The deductive relations a sentence stands in depend on its truth values in various possible worlds. That is, they depend on its truth conditions. These truth conditions are encapsulated in the proposition it expresses, which can be thought of as a way of dividing all possibilities into those it rules out and those it leaves open. This means that a proposition can be depicted as a division of space into two regions.

Entailment by a single premise, or implication, is a relation between sentences that orders them by their content. More precisely, φ ⊨ ψ when φ says everything that is said by ψ. When sentences imply each other, they say the some thing, and we say they are equivalent, a relation for which we use the sign ≃. When φ ⊨ ψ but these sentences are not equivalent, φ says more than ψ and we will often say that φ makes a stronger claim and ψ a weaker one.

At one extreme are tautologies, which rule out no possibilities and thus have no content. All tautologies are equivalent and we will distinguish one, Tautology, for which we use the notation ⊤. At the other extreme are sentences that rule out all possibilities. Such sentences are absurd and all are equivalent to the single representative Absurdity, for which we use the notation ⊥. An argument with an absurd conclusion is valid when and only when its premises form an inconsistent set, and this will enable us to study inconsistency by way of entailment.

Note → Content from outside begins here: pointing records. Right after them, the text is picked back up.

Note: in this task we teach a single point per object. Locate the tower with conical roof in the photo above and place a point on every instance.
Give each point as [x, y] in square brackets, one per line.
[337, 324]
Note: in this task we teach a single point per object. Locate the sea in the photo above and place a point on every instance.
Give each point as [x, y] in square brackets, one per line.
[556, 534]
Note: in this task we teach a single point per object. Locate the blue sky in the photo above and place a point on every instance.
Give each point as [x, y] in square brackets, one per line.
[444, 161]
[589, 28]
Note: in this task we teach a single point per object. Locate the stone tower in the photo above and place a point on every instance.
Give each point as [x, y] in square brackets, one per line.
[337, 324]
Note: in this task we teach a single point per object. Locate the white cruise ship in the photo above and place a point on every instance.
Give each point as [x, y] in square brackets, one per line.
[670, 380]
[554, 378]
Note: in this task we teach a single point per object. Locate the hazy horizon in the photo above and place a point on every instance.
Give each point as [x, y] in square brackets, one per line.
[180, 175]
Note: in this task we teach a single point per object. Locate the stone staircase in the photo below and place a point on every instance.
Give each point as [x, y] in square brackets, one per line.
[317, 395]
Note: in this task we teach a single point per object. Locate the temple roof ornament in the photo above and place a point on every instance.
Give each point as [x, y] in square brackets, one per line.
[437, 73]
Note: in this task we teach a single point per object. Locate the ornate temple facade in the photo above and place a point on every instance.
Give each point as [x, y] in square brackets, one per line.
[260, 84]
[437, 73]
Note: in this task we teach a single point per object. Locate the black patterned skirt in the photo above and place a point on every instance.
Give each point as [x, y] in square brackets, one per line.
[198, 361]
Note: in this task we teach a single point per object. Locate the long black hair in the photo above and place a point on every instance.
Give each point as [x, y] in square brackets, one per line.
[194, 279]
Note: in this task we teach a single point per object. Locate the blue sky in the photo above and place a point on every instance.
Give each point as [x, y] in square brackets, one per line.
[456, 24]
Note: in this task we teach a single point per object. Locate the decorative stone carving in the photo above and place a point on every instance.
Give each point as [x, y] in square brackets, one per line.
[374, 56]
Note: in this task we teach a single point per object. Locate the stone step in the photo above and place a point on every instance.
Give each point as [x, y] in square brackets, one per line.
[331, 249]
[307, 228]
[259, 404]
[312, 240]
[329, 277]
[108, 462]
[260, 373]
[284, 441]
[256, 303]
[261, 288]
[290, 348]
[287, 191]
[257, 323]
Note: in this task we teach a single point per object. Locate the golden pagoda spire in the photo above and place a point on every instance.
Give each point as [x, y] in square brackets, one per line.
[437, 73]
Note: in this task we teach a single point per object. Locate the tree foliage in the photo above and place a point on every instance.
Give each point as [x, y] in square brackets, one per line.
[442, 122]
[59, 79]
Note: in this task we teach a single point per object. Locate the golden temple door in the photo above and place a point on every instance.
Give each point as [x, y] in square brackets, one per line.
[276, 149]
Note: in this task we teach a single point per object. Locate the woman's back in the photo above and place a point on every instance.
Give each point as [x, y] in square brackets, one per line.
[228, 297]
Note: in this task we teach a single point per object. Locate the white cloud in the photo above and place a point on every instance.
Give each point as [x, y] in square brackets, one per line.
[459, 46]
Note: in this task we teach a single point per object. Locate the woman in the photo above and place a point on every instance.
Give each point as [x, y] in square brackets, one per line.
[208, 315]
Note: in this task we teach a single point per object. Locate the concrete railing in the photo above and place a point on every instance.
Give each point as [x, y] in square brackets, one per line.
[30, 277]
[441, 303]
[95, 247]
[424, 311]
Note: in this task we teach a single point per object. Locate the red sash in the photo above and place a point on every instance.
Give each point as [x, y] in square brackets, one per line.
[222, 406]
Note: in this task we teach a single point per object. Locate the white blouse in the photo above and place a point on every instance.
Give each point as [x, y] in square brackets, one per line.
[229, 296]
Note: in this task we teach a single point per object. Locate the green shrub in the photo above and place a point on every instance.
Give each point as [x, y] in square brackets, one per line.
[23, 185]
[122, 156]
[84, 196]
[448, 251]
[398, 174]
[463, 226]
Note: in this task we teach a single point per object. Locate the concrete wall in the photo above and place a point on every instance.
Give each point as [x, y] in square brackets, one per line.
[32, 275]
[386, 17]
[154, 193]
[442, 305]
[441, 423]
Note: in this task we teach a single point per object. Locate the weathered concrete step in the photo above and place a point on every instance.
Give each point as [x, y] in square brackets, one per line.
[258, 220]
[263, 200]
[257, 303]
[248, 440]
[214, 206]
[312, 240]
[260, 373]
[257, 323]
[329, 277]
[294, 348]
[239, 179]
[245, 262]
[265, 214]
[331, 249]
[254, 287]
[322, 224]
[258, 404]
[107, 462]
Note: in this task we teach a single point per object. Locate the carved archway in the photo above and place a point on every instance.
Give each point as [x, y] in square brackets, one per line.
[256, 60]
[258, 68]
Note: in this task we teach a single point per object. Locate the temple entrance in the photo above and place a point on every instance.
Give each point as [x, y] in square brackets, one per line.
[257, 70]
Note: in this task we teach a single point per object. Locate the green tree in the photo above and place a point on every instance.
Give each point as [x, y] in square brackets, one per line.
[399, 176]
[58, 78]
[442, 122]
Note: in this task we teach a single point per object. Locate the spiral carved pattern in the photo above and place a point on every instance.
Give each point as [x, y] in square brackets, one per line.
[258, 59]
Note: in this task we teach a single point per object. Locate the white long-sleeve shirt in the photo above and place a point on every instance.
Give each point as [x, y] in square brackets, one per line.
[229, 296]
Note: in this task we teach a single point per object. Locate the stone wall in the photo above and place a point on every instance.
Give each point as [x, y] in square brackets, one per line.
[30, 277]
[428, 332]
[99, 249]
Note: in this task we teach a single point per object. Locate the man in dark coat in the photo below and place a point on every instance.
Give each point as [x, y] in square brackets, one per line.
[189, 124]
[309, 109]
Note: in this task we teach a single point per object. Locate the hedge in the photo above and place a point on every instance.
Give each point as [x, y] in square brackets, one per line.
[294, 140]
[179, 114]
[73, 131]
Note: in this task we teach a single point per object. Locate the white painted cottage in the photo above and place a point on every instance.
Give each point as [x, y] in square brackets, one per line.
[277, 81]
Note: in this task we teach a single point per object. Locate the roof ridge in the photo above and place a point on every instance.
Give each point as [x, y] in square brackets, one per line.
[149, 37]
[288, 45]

Although certain groups of sentences can be ordered linearly between ⊥ and ⊤ as a series of claims with steadily increasing content, the full range of propositions expressed by sentences are better thought of as inhabiting a much more complex logical space. This space might be a space of possibilities with propositions appearing as ways of dividing the space into regions, or it might be a space that has as its points propositions themselves. Logical space in this second sense has a bottom in the proposition expressed by ⊥ and a top provided by ⊤. When there are a significant number of possible worlds, there will be many more propositions with intermediate content than there are strong propositions near ⊥ or weak ones near ⊤.

Sentences can also be compared by describing differences in what they say. Sentences that cannot both be true are mutually exclusive (a relation for which we use the sign ▵). The claims made by such sentences are opposite but opposite in a way that permits a third alternative. Sentences which are complementary in the sense that each must be true if the other is false are jointly exhaustive (for which our notation is ▿). When these two relations both hold, sentences are contradictory (a relation for which we use the sign ⋈). Contradictory sentences always have opposite truth values and thus make claims that are opposite in a way that permits no third alternative.

The relations of entailment, mutual exclusiveness, and joint exhaustiveness along with the properties of tautologousness and absurdity enable us to describe any deductive property or relation of two sentences. There are connections among entailment, mutual exclusiveness, and joint exhaustiveness that can be displayed by a square of opposition. Sentences that are neither mutually exclusive nor jointly exhaustive and neither or which implies the other are logically independent.